Fire is the result of a chemical reaction called combustion. Combustion is a chemical reaction between oxygen and a fuel source that produces chemical energy in the form of heat and light.
To understand the process of combustion and the subsequent behaviour of a fire, firefighters need to have a basic understanding of the elements required for combustion to occur. In the first instance, a combustible fuel must be present, along with oxygen in sufficient quantities and a source of ignition.
This is commonly represented by the 'triangle of fire'. For many years, this simple triangle of fire (oxygen, fuel and heat) has been used to illustrate our basic understanding of fire. While it remains useful, from a technical perspective, there is a fourth component in the chemical chain reaction, which is extremely important for fire suppression and extinguishment.
The three elements of oxygen, fuel and heat need to be sufficiently balanced for combustion to occur. They must then continue to interact in such a way that they create a self-supporting chemical chain reaction to maintain the combustion process. This is described as the fire tetrahedron. Each component of the tetrahedron must be in place for self-sustaining combustion to continue.
Figure 1: The fire tetrahedron
A fire will typically develop in four clearly defined phases (or stages). By being able to easily recognise these different phases (or stages) through observation of signs and symptoms and/or use of their senses, a firefighter will better understand the method, tactics and techniques that may need to be employed to deal with the respective phases.
An accidental fire normally begins with an incipient phase during its early stages. This stage of fire growth may occur very slowly but in some instances could proceed quite quickly.
The growth phase incorporates fairly rapid fire development, depending on an adequate availability of fuel, heat and oxygen (fire triangle). This stage normally concludes in flashover unless restricted by a lack of any of fuel, heat or oxygen.
Fully developed phase
The fully developed stage represents a period of burning where the maximum heat is released (termed 'steady state' fire) and flames fill the compartment or area. This is usually a period where the majority of the energy in the fire load is released.
The decay stage follows the fully developed fire. During this period, much of the energy in the fire load continues to be released but to a lesser degree as the burning rate decreases.
Time/temperature curve - the phases of fire development
A time temperature curve demonstrates the phases of fire and shows the demarcation between each stage of fire development. During the incipient phase of a fire, which will be an upward curve, the time can vary depending on the type of fuel, the size of the compartment and the amount of oxygen supplying the fire. Flashover may occur at the end of the growth phase and the start of the free-burning (or fully developed) stage. Backdraught can occur in the smouldering (or decay) phase.
Figure 2: Fire Development curve
The type of fire encountered by firefighters varies enormously, both in terms of what is involved and its size. However, by having good knowledge and giving consideration to the classifications of fire (as detailed in BS EN 2: 1992 - Classification of fires) firefighters can anticipate or make very early judgements on the most appropriate extinguishing media.

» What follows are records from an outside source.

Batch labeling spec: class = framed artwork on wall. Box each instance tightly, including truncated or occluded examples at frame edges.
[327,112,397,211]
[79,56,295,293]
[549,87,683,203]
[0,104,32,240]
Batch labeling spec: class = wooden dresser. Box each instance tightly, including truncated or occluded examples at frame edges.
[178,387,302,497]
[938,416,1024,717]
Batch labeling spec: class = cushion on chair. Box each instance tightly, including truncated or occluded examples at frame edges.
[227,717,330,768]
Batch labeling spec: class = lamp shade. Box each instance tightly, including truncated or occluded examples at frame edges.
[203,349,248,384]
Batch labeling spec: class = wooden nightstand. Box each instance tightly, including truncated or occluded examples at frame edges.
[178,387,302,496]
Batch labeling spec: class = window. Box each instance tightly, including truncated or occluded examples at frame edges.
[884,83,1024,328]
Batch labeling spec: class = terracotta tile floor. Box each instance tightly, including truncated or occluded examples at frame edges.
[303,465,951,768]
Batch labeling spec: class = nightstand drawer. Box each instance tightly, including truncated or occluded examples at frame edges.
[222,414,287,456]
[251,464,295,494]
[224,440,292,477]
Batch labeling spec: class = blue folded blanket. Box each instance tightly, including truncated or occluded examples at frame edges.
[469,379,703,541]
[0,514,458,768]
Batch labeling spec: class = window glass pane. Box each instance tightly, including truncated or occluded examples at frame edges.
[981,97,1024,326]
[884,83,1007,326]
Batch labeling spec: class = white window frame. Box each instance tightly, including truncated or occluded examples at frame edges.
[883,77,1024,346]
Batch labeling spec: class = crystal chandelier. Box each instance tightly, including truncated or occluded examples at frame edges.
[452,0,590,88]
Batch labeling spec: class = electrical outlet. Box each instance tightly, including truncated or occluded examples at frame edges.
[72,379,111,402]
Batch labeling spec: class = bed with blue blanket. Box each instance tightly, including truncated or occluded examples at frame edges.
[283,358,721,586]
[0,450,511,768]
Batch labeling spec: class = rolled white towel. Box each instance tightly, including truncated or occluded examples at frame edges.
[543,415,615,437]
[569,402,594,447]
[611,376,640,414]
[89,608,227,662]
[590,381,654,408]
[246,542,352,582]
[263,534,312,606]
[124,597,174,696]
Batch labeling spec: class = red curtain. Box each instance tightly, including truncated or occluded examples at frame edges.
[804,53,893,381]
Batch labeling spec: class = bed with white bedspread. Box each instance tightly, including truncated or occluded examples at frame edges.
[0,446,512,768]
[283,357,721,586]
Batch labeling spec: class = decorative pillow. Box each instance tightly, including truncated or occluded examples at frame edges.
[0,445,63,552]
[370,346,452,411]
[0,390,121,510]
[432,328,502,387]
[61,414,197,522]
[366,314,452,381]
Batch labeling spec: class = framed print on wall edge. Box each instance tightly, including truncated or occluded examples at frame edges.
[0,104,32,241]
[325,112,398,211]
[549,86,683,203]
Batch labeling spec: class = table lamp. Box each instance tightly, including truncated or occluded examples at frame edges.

BS EN 2: 1992 - Classification of fires broadly identifies classes or groups based on the physical properties of the material/s actually burning:
- Class A fires: fires involving ordinary combustible materials, such as wood, cloth or paper
- Class B fires: fires involving flammable liquids, greases and gases
- Class C fires: fires involving gases
- Class D fires: fires involving combustible metals, such as magnesium, titanium or sodium
- Class F fires: fires in combustible cooking fuels such as vegetable or animal fats
Electrical fires are not considered a class of fire on their own and may better be described as fires involving electricity. Once the source of electricity is isolated and any residual current dissipated or earthed, a fire can be classified and treated as one of the primary classes.
Although this standard that sets out the types of fire that may be encountered is based on the material or substance type, many incidents attended by firefighters are likely to involve a combination of material or some of these groups in isolation. For example, a well-developed fire in a take-away or restaurant may potentially involve a combination of all of the substances identified in each of the classes A-F.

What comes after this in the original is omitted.